A la buena de Dios

© Fernando Savater
Publicado en El País el 17-02-2009



Es para no creerse lo que aún sigue dando Dios que hablar. Ahora que ya ha vuelto a sus lares el cardenal Bertone (quien por cierto tiene un aire al malvado mago Sokhura que interpretó genialmente Torin Thatcher en Simbad y la princesa) y que nuestras piadosas autoridades se han sacudido de la ropa el olor a incienso, quizá podamos hablar con franqueza de los llamados «autobuses ateos» (?). Reconozco que me cuesta no simpatizar con cualquier iniciativa que escandaliza al obispado, pero en este caso el eslogan («Probablemente Dios no existe. Despreocúpate y disfruta de la vida») me parece de una ingenuidad teológica propiamente... anglosajona, al estilo por un lado de Richard Dawkins y por el opuesto del poco añorado George W. Bush.
Dos objeciones pueden hacerse a esa profesión motorizada de escepticismo. Para empezar, los creyentes veneran a Dios precisamente para aminorar su preocupación principal –la muerte– y así poder disfrutar mejor o peor de la vida, como intentamos los demás. Hoy en día, aquellos a los que la religión les produce más sufrimiento que consuelo no tardan en abandonarla. Segundo, decir que Dios «probablemente no existe» es decir demasiado o demasiado poco. Imaginemos que alguien nos pregunta si el Banco de Santander existe: como hay numerosas sedes de esa entidad, directivos y empleados, gente que le confía sus ahorros, cotiza en Bolsa y reparte jugosos dividendos, etcétera..., la única respuesta lógica y sensata es la afirmativa. Pero si mi interlocutor me asegura que acaba de encontrarse con el Banco de Santander por la calle y le ha revelado fórmulas para escapar de la crisis, me negaré a creerle... porque el banco en cuestión no existe, es decir, no existe en el sentido que vale para los viandantes, Barack Obama, la sierra de Gredos o los animales invertebrados. Creo que lo mismo ocurre con Dios: en un sentido es imposible negar que existe, en otro es imposible afirmarlo. Lo que no entiendo es que Rouco considere una «ofensa a Dios» el lema cauteloso del autobús: podía haberlo considerado una coartada (Stendhal dijo que «la única excusa de Dios es que no existe») o una confirmación de su fe (el gran teólogo Bonhoeffer, asesinado por los nazis, aseguraba que «un Dios que es, no es»).

No me gusta que a uno le llamen «ateo», «agnóstico» y otros calificativos religiosos: es como esos carnets de conducir para no conductores que hay en USA, a fin de no privar a nadie de tan imprescindible documento de identidad.

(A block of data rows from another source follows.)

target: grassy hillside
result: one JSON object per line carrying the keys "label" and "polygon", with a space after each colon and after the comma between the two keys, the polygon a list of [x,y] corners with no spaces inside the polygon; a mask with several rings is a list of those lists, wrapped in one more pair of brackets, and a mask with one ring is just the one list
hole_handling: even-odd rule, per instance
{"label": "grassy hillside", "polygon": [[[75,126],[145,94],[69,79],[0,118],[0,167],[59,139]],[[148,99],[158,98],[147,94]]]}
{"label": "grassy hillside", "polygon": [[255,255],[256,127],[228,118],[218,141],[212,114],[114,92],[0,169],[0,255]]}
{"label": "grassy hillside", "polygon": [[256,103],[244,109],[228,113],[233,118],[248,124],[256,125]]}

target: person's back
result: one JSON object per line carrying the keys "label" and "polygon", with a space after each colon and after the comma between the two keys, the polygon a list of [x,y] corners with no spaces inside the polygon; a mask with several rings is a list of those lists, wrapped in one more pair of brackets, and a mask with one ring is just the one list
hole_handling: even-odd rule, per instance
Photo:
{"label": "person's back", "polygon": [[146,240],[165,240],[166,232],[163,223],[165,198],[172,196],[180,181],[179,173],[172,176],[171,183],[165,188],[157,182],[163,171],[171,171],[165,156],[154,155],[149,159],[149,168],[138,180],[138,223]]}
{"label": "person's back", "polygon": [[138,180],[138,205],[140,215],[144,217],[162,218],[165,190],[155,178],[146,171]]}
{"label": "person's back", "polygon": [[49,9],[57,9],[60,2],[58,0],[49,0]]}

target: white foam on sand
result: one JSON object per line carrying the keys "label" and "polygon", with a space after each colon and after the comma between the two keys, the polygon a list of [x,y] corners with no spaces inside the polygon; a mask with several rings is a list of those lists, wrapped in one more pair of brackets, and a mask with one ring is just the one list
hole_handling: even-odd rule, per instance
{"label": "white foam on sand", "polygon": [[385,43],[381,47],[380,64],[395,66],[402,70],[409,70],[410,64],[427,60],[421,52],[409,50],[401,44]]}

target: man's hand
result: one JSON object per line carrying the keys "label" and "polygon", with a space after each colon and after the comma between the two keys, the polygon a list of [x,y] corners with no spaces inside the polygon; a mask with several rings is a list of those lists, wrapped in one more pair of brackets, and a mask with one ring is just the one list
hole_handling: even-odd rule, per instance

Pero, si me resigno al mote, me parece imposible hacer compatible el ateísmo con el afán misionero: tiene cierto morbo pero es un afán incongruente, como una monja dedicada a bailar strip tease. Otra cosa es que a un ateo le encanten los debates con creyentes, como a mi buen amigo Paolo Flores d’Arcais. Ya lleva muchos y su especialidad son los cardenales, que en Italia son como los cocineros en el País Vasco, pues están por todas partes y los hay de diversos tipos: desde el sutil y post-heideggeriano Angelo Scola (véase Dio? Ateismo della ragione e ragioni della fede, ed. Marsilio) hasta el mismísimo Ratzinger antes de ascender al papado (¿Dios existe?, ed. Espasa), más convencional. Lo mejor de este último librito es la coda posterior de Paolo, Ateísmo y verdad, y aún más sabrosa su discusión con dos filósofos –Michel Onfray y Gianni Vattimo– en Atei o credenti?, Fazi editore. No creo que nadie pueda argumentar con mayor paciencia, aunque hasta él se permite alguna broma: «[las creencias religiosas son] como el cubito de sentido para el caldo de la existencia».